The definition of the word myopia means nearsightedness or lack of imagination, foresight or intellectual insight. This gives us a clue as to what Levitt meant when he observed that companies spend too much time and energy in producing goods and services but not enough time understanding or keeping up with what their customers want or need.

One example he uses highlights how one industry could have succeeded if only it had paid attention to the changing needs of the marketplace. “If a buggy whip manufacturer in 1910 had defined its business as a ‘transportation starter business’ they might have been able to make the creative leap and move into the automobile business when this new technological change demanded it.”

Levitt also postulated that there are no so called growth industries. He wrote, “There are only companies organized and operated to create and capitalize on growth opportunities. Industries that assume themselves to be riding some automatic growth escalator invariably descend into stagnation.

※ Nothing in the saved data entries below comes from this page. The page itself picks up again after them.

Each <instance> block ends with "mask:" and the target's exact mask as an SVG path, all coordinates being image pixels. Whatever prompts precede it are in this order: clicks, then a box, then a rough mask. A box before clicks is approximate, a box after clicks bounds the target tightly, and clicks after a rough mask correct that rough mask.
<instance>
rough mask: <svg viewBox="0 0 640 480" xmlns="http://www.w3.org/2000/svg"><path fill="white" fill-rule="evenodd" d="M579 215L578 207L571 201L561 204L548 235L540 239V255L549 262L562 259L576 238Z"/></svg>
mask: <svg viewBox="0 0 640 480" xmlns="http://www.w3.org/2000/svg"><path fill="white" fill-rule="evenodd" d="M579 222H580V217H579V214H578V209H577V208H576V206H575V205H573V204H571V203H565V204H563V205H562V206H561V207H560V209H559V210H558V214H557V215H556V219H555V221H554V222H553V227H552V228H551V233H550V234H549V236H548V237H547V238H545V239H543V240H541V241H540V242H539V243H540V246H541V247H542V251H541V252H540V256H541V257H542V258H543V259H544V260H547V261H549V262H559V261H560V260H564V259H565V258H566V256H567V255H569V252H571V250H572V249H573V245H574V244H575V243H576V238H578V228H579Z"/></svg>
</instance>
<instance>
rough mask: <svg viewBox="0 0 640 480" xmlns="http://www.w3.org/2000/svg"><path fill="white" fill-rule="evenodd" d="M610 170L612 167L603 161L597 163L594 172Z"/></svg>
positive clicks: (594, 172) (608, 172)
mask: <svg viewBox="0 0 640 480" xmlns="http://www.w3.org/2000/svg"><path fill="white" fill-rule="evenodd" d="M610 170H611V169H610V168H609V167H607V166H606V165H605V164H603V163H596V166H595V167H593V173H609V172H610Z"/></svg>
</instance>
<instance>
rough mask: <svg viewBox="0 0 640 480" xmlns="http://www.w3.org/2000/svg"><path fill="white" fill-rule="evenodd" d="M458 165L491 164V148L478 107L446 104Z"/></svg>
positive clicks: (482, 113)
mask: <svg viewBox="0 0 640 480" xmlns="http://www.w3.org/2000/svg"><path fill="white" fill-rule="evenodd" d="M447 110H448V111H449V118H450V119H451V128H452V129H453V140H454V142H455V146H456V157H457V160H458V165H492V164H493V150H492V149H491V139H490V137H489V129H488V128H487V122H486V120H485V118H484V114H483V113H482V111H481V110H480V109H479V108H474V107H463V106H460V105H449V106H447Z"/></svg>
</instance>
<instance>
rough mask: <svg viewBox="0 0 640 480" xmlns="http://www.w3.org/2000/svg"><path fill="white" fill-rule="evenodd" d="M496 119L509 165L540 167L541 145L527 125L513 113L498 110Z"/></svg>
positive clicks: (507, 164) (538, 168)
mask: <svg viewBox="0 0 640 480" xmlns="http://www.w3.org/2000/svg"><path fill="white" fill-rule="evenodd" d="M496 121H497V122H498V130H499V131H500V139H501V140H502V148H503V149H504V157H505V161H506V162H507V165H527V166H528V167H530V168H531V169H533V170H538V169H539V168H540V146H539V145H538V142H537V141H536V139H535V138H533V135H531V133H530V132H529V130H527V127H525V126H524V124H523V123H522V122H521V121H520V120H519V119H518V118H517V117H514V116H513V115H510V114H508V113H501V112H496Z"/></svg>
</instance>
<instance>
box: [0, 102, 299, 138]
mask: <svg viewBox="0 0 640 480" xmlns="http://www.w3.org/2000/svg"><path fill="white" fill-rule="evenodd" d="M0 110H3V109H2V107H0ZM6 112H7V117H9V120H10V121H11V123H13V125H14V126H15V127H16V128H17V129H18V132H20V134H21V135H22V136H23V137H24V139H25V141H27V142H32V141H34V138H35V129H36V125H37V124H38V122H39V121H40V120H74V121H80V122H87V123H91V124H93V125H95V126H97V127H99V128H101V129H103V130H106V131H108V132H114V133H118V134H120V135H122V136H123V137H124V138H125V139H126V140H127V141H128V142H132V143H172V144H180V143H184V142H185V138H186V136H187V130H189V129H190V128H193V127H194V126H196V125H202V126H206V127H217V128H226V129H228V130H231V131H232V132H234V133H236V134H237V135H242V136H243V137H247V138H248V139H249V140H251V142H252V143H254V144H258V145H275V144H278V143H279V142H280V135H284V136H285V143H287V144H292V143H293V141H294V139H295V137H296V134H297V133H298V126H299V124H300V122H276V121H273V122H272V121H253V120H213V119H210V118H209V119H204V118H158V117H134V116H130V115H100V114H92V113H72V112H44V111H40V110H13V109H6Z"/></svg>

The history of every dead and dying “growth” industry shows a self-deceiving cycle of bountiful expansion and undetected decay. There are four conditions that usually guarantee this cycle:

1. The belief that growth is assured by an expanding and more affluent population;

2. The belief that there is no competitive substitute for the industry’s major product;

3. Too much faith in mass production and in the advantages of rapidly declining unit costs as output rises;

4. Preoccupation with a product that lends itself to carefully controlled scientific experimentation, improvement, and manufacturing cost reduction. “

One example of a company hit with marketing myopia is Kodak. At one time this giant employed over 145,000 workers and was the fifth most valuable brand in the world. It filed for Chapter 11 bankruptcy protection in 2012, and by the end of 2016 headcount was 6,100 and the company had sold off most of its 1,100 patents to make ends meet.

Levitt’s bottom line revolved around the fact that building an effective customer-oriented company involves far more than good intentions or promotional tricks; it involves profound matters of human organization, leadership and a vision of what’s in store for the future.